But honestly, I'd go with React if you can. The reason is, if the app starts taking off, and you end up with a team maintaining your app, you're much less likely to end up with an unmaintainable mess in two years than if you use just jQuery.

All applications, especially websites want frameworks. The framework is essentially a way to organize the massive amount of complexity boiled in. If you just roll with libraries, then you end up cobbling together a framework on top of it. You will then have to maintain this framework. This is fine when it's just you, it will coalesce into a bunch of conventions that's fairly easy for you to reason about.

But once you start involving others, then you're going to see your nice conventions get rekd like a bull in a china shop. Not everybody sees problems the same way you do.

If you pick the framework beforehand, then you don't need to maintain it, you can let the nice people at Facebook / Google do it for you. And whenever you finally get others involved, they're limited in the amount of architectural damage they can do because they have to stick to the conventions of the framework.

4 comments

> if the app starts taking off

1. 'if' it's an actual app and not a web page with a smattering of interactivity

2. 'if' by 'take off' you mean becomes a moderately complex SPA

3. 'if' there's no alternative that is simpler and more maintainable (another excuse to plug intercooler.js here)

There aren't enough people saying "Are you sure you need a front-end framework?".

I've worked on several projects that had <insert framework> for no real reason other than the dev wanted to learn it. There is a threshold where it makes sense to use React or similar - but that threshold is being set way, way too low.

I agree - I think React is simple enough that there's no reason not to besides the overhead of JSX preprocessing (which I suppose isn't required but I would definitely recommend). It really is more of a library than a framework, which is great for starting out because there are fewer concepts to understand. Then when you start adding more people and your application gets more complicated and you need to manage your data flow in a more consistent way, you can add something like Redux after the fact incrementally. As long as you don't let components become too large, refactoring isn't too difficult.
React isn't that simple. You still have all the package manager/transpiler/build baggage. You still sacrifice pages that aren't blank if javascript is disabled of fails and all the potential SEO/accessibility costs of that.

And you suddenly end up with great globs of javascript in a page that might not need it.

None of those things has anything to do with the inherent simplicity of the library itself.
Out of the two simplicities one has an actual impact on usage.
I guess what I really meant to say is that you could levy the exact same concerns on many other libraries / frameworks. None of that is specific to React.

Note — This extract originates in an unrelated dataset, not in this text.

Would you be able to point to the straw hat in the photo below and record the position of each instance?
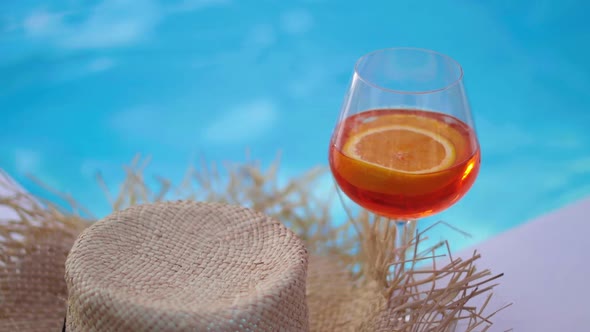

I guess I was also assuming that if the OP was considering using React in the first place, that they were doing more with jQuery than just minor interactivity improvements. But I suppose your concerns are valid if that assumption isn't true. I'm thinking app, not blog.

Maybe he was but I do worry that anyone new to front-end is being pushed towards frameworks rather than being told to start with the simplest approach possible.

I saw a comment from someone a few weeks ago who knew angular but had never used jQuery. I was rather baffled how that had come to pass!

This a great comment. Yes you can still use jQuery and yes it's still very powerful, but it lets you shoot your own foot off too much -- and your whole team's feet are in danger too.

Angular was a huge step up in "you won't shoot your foot off-ness" and React is a step further. You still can, but you realize that you're loading the gun most of the time and can take a step back.

And that is really all this churn is about -- trying to make things easier and more foolproof. We've introduced other problems trying to solve the first couple batches of problems (accidentally using the development version of Reach on production is one I see a lot), but we'll get there.

The PHP ecosystem has had quite a bit of churn in the last 5 years too, but the yelling about it doesn't seem to be as loud since people aren't forced into it since there are alternate languages.

But getting started is simpler with PHP, also. The framework you'll use (Laravel, Symfony) and is associated coding paradigms will probably be a different one than 4 years back (Codeigniter, CakePHP, w/e), but apart from that composer is pretty much the only new tool you'll use apart from that. No webpack/browserify/transpiling/gulp/bower/whatever.
Good point.

Having heard the same from other - "jQuery is OK, use React for new projects" - I'll focus on that then.